How to monitor Elasticsearch performance

Company

Datadog

Date Published

Sept. 26, 2016

Author

Emily Chang

Word count

6327

Language

English

Hacker News points

URL

www.datadoghq.com/blog/monitor-elasticsearch-performance-metrics

Summary

Elasticsearch is an open source distributed document store and search engine that stores and retrieves data structures in near real-time. It relies heavily on Apache Lucene, a full-text search engine written in Java. Elasticsearch represents data in the form of structured JSON documents, making full-text search accessible via RESTful API and web clients for languages like PHP, Python, and Ruby. The cluster is made up of one or more nodes, with each node being a single running instance of Elasticsearch that designates which cluster it belongs to and what type of node it can be. There are three common types of nodes in Elasticsearch: primary-eligible nodes, data nodes, and client nodes. Primary-eligible nodes are eligible to become the primary node if the current primary node fails, while data nodes store data in the form of shards and perform actions related to indexing, searching, and aggregating data. Client nodes act as load balancers that help route indexing and search requests. Elasticsearch organizes data by storing related documents in the same index, which can be thought of as a logical wrapper of configuration. Each index contains a set of related documents in JSON format, with each shard being a complete instance of Lucene, like a mini search engine.

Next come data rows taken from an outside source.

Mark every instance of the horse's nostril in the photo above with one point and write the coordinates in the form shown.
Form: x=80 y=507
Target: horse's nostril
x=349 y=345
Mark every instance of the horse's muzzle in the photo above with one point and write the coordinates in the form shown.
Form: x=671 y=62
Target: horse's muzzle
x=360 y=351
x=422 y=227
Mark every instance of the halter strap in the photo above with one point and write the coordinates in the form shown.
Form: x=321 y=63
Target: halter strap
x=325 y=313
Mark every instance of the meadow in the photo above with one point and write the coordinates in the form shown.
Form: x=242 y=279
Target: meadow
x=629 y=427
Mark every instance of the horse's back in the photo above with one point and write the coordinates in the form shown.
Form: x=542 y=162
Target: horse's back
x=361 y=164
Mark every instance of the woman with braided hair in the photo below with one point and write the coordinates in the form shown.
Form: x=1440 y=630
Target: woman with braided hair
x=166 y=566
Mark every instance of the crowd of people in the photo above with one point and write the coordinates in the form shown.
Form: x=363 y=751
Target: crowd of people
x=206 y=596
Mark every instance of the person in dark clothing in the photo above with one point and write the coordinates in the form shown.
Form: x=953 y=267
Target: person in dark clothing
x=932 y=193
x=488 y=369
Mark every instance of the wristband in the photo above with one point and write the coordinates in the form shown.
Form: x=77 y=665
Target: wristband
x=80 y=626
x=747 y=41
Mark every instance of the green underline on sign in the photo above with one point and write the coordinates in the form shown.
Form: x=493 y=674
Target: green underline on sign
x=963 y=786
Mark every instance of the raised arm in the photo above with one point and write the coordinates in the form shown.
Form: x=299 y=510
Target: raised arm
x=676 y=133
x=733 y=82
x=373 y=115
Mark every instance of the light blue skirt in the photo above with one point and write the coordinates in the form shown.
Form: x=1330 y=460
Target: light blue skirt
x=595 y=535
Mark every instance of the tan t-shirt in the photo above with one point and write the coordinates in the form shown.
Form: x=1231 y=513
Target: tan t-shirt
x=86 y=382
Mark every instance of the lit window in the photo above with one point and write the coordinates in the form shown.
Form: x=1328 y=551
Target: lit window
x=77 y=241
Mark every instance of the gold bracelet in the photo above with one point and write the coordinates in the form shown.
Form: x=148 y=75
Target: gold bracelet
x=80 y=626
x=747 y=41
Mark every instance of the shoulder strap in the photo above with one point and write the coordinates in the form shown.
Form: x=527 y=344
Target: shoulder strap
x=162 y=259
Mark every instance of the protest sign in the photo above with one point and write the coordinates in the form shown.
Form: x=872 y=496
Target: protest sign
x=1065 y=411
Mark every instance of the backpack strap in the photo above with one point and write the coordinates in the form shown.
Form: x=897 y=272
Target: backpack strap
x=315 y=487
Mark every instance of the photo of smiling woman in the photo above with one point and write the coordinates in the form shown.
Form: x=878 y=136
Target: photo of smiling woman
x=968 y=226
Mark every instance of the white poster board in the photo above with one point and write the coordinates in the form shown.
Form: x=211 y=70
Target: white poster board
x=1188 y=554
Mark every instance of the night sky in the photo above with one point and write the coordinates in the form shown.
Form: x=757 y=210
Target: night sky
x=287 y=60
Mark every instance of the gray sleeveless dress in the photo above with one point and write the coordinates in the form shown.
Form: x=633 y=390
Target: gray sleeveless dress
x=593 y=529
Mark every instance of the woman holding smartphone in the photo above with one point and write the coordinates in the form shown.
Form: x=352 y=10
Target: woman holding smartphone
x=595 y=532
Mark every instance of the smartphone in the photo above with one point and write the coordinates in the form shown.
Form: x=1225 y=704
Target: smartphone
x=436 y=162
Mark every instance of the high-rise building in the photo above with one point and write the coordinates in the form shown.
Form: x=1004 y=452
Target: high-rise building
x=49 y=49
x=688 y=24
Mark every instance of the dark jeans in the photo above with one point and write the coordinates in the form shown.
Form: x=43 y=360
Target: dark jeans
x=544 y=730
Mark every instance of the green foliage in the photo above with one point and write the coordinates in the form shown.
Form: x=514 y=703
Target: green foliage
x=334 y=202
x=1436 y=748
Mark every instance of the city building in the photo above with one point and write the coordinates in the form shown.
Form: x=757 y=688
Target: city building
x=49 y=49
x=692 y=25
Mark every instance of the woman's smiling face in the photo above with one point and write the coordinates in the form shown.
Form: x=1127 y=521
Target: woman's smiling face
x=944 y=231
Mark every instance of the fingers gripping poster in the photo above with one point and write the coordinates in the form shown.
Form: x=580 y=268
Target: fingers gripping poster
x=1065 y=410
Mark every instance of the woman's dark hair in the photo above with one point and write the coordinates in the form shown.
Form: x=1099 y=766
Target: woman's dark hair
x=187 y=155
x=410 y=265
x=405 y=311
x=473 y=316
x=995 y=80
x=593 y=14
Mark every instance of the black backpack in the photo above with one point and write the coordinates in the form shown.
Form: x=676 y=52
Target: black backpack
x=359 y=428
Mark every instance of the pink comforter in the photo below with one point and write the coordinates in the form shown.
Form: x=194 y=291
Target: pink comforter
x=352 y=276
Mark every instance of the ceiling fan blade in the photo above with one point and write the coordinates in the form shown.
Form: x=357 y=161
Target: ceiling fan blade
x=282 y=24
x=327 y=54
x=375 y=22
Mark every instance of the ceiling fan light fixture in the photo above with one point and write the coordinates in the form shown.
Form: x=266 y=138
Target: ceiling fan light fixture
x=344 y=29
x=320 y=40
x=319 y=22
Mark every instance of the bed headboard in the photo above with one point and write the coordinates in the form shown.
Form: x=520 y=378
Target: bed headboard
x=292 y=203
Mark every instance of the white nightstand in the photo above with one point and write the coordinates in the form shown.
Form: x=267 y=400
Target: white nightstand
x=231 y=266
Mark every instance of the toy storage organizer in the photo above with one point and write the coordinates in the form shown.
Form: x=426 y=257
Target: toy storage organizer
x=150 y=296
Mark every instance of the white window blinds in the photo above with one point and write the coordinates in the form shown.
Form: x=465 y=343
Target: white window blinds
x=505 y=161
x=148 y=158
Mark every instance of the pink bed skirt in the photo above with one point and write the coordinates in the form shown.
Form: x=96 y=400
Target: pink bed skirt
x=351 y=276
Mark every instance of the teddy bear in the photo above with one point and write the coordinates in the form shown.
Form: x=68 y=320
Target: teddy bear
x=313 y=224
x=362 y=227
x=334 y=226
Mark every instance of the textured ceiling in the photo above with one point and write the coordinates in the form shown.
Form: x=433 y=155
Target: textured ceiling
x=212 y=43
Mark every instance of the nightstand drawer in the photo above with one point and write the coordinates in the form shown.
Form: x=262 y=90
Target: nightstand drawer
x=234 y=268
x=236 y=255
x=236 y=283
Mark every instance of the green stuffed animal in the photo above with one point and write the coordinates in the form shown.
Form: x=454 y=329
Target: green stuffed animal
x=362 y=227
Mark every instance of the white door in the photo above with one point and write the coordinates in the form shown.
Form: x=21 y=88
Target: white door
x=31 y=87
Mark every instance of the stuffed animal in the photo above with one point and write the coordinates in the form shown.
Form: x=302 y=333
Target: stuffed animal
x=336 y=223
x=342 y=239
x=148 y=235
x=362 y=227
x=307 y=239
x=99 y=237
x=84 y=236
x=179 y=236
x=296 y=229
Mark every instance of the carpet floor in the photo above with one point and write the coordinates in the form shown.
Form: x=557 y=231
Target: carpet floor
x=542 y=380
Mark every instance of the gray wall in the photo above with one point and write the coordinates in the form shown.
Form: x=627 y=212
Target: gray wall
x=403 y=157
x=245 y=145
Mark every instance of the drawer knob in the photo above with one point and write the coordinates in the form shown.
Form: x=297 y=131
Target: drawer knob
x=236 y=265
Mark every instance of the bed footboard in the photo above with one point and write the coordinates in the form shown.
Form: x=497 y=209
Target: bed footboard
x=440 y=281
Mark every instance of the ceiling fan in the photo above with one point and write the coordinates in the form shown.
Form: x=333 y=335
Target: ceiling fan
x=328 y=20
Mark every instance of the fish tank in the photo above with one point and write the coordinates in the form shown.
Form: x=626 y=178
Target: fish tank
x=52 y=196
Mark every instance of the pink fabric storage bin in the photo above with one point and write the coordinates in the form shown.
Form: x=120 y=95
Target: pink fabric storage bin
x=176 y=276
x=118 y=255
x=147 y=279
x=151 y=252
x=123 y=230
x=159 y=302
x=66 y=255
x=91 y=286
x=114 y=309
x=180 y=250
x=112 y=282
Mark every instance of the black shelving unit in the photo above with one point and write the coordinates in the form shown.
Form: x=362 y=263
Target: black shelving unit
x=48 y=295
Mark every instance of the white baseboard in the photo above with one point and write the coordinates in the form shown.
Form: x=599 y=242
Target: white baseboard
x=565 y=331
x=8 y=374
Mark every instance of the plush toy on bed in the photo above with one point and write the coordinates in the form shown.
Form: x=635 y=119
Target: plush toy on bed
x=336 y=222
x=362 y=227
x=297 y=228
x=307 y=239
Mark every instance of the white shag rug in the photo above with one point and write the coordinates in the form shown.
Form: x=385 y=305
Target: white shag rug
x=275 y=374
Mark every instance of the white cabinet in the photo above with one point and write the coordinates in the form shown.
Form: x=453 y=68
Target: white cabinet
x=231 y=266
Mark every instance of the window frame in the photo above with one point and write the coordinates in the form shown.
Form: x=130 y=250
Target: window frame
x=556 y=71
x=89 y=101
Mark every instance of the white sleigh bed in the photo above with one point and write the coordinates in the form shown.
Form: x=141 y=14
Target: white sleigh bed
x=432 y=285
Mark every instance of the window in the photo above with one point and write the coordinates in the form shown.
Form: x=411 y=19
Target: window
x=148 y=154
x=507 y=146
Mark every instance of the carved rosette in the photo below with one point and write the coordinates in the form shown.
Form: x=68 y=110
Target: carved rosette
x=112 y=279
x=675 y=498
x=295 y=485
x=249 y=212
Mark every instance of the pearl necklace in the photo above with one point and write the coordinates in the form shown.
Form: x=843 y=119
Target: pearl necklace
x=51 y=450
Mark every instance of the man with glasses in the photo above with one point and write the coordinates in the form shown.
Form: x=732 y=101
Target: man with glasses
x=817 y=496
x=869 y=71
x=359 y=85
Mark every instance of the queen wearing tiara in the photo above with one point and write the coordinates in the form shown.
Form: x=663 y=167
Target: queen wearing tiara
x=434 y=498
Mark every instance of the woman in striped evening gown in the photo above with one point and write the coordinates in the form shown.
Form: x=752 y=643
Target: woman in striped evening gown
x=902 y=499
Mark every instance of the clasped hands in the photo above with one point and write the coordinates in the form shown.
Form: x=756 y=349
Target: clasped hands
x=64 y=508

The primary node coordinates cluster tasks, and any primary-eligible node is also able to function as a data node. Elasticsearch provides several key metrics that can help detect signs of trouble and take action when faced with problems like unreliable nodes, out-of-memory errors, and long garbage collection times. These include search and indexing performance, memory and garbage collection, host-level system and network metrics, cluster health and node availability, resource saturation and errors, and pending tasks. Monitoring these metrics can help detect potential issues before they become major problems and ensure the smooth operation of an Elasticsearch cluster.